Arthur Millar was himself the privileged son of a rich father whose business was driven to bankruptcy by the 1929 depression, and who had to survive on his wits, taking any menial job he could get, and as a result, getting an insider's view of the doomed and the desperate.
Salesman is too great a play to be about any one thing, but over and over it explores the myth of the American Dream – that if you dream big and work hard you will inevitably "make it", with the unforgiving underside of the myth, that if you have not made it, that is your own fault, and you cannot expect compassion or help.
What is the value of a man like Willy, who has spent his life creating a legend in his own mind, that he has been known and loved by many and hence has been a success, and always on the edge of the big break? Especially when, deserted by his own father when a child, he is desperately searching for how best to parent his sons, and settles, as a largely absent father, for creating unrealistic expectations of what his boys can achieve.
His own flaws destroy the ambitions of Biff, who is within an ace of graduating, and drops out.
Central to any cohesion which the family has is Willy's wife, who is afraid for his survival, and only too aware of his tendency to cling to a fantasised past and an unrealistic future.
The play is full of un-confronted regrets, and dysfunctional relationships, which burst out into uncontrollable rages fuelled by frustration.
Like The Crucible, this play is both very much of its time and universal. The questions it poses have particular relevance to the current situation in the USA, where most of the middle class are barely one pay-check away from insolvency, and the disparity between the rich and the struggling is still excused by blaming the victim.
There are many Willy Lomans in our current society.

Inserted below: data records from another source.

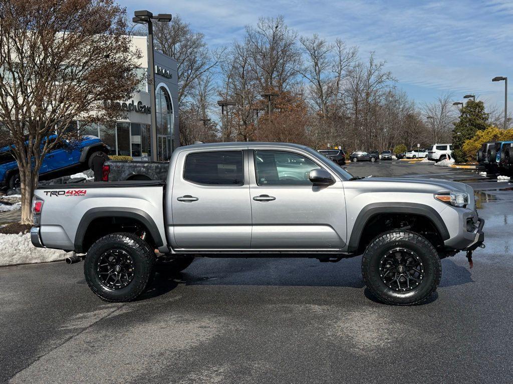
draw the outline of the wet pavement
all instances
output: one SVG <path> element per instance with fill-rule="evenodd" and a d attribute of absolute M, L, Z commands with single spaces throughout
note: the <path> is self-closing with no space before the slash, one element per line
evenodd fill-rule
<path fill-rule="evenodd" d="M 467 182 L 486 221 L 469 269 L 442 261 L 426 303 L 376 303 L 361 258 L 200 259 L 140 300 L 101 302 L 81 263 L 0 268 L 0 382 L 511 383 L 513 184 L 430 164 L 359 176 Z"/>

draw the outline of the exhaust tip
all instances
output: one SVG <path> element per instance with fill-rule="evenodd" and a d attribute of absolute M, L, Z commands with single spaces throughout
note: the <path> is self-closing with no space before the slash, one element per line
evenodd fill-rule
<path fill-rule="evenodd" d="M 82 258 L 80 256 L 78 256 L 76 254 L 73 254 L 71 256 L 68 256 L 68 257 L 67 257 L 66 259 L 64 259 L 64 261 L 66 262 L 67 264 L 72 264 L 75 263 L 78 263 L 82 260 Z"/>

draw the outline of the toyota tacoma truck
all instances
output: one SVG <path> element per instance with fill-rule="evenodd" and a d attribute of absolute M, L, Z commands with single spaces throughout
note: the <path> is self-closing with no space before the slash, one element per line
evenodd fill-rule
<path fill-rule="evenodd" d="M 51 185 L 33 203 L 32 244 L 84 257 L 104 300 L 133 300 L 154 274 L 195 257 L 363 254 L 382 302 L 409 305 L 436 289 L 441 259 L 484 246 L 472 189 L 425 179 L 353 177 L 313 150 L 276 143 L 180 147 L 165 181 Z"/>

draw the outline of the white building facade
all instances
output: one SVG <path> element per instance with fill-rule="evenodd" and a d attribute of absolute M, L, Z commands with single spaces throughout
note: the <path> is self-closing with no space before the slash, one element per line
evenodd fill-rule
<path fill-rule="evenodd" d="M 178 75 L 176 61 L 157 51 L 154 52 L 157 148 L 151 148 L 151 115 L 148 92 L 148 49 L 146 36 L 131 36 L 134 50 L 142 53 L 138 71 L 144 75 L 139 92 L 129 100 L 115 104 L 123 110 L 126 119 L 102 125 L 77 122 L 82 135 L 98 136 L 110 147 L 110 155 L 131 156 L 134 160 L 149 160 L 157 151 L 160 161 L 169 160 L 173 149 L 180 144 L 178 119 Z"/>

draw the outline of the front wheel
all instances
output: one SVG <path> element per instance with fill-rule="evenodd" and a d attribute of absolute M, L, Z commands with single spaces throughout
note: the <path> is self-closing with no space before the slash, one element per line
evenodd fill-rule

A tribute to this production is that, almost from the beginning, we are swept into the powerful dynamics of anger, frustrations, regrets and pains and it is only later that we realise just how skilled the direction and the acting has been. My recollections of reading the play are almost fifty years old, but I was expecting Linda to be even more of an earth mother, and the bond between Willy and Linda to be even stronger – which would have given the graveyard scene a strength and a poignancy that it somewhat lacked – or possibly its arid emptiness was just what the director wanted.
Certainly, as with Shakespeare, there are many ways of playing Millar.
This production showed that the power is still there. The capacity audience was palpably engaged with the disintegrating family ground down by the failure of their dreams. Perhaps we saw so much more than one man destroyed by his daemons, and were confronted by the universal fragility and value of humankind.
Small wonder that Death of a Salesman is regarded as one of the greatest plays of the twentieth century, and this production rose to the challenge of bringing it to life.